26 Boötis

Observation data Epoch J2000 Equinox ICRS
- Constellation: Boötes
- Right ascension: 14^{h} 32^{m} 32.5423^{s}
- Declination: +22° 15′ 36.2044″
- Apparent magnitude (V): 5.91

Characteristics
- Spectral type: F2 IV
- B−V color index: 0.391±0.005

Astrometry
- Radial velocity (R_{v}): −16.5±1.8 km/s
- Proper motion (μ): RA: −127.019 mas/yr Dec.: +39.662 mas/yr
- Parallax (π): 17.3311±0.0774 mas
- Distance: 188.2 ± 0.8 ly (57.7 ± 0.3 pc)
- Absolute magnitude (M_{V}): 2.20

Details
- Mass: 1.46 M_{☉}
- Radius: 2.43+0.03 −0.06 R_{☉}
- Luminosity: 11.553±0.065 L_{☉}
- Surface gravity (log g): 3.93 cgs
- Temperature: 6,826+40.5 −88.5 K
- Metallicity [Fe/H]: 0.08 dex
- Rotational velocity (v sin i): 55.8±2.8 km/s
- Age: 1.557 Gyr
- Other designations: 26 Boo, BD+22°2715, FK5 3151, GC 19611, HD 127739, HIP 71115, HR 5434, SAO 83395

Database references
- SIMBAD: data

= 26 Boötis =

Star in the constellation Boötes

26 Boötis is a single star in the northern constellation of Boötes, located 188 light years away from the Sun. It is visible to the naked eye as a dim, yellow-white hued star with an apparent visual magnitude of 5.91. This object is moving closer to the Earth with a heliocentric radial velocity of −16.5 km/s.

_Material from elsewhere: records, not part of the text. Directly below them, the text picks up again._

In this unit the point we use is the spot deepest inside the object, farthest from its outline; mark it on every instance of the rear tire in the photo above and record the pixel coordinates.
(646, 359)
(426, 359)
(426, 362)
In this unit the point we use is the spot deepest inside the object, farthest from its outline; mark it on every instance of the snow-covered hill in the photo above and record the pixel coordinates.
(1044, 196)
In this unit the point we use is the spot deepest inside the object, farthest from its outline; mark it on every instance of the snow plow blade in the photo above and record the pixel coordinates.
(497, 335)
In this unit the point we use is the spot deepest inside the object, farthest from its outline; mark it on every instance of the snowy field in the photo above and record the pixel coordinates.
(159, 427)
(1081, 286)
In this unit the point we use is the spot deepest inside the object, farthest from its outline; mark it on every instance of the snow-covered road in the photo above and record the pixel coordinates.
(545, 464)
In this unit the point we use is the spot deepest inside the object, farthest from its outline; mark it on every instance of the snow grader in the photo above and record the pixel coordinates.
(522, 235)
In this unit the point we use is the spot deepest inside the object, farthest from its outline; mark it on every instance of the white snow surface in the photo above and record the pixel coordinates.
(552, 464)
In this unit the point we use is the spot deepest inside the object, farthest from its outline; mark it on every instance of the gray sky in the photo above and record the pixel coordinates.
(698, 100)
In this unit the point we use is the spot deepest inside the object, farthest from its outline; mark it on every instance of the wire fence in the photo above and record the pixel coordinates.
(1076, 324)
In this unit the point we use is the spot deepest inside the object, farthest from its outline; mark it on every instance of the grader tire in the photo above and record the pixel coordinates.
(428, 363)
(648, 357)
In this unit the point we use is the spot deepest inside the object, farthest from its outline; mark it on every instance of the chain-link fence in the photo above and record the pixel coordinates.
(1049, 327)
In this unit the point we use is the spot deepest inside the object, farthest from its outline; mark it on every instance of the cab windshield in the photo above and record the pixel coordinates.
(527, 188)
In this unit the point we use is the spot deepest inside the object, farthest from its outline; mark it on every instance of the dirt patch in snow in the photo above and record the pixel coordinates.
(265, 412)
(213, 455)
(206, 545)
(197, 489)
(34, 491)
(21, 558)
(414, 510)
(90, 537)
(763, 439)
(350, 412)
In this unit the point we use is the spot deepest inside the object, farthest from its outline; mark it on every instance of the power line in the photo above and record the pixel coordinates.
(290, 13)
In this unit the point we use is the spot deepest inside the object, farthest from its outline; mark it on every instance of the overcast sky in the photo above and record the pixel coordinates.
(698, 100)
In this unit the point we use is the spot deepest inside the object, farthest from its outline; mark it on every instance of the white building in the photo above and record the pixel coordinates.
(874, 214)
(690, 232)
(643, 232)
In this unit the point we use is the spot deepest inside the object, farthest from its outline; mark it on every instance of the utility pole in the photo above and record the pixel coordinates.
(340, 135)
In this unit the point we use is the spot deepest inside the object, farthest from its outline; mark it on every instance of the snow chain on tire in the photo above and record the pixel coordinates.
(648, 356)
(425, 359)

This is an F-type subgiant star with a stellar classification of F2 IV, which suggests it has exhausted the supply of hydrogen at its core and is in the process of evolving into a giant. It is an estimated 1.6 billion years old with 1.46 times the mass of the Sun and 2.43 times the Sun's radius. The star is radiating 11.6 times the Sun's luminosity from its photosphere at an effective temperature of 6,826 K. The rotation rate is moderately high, with a projected rotational velocity of 56 km/s. 26 Boötis is a known source of radio emission.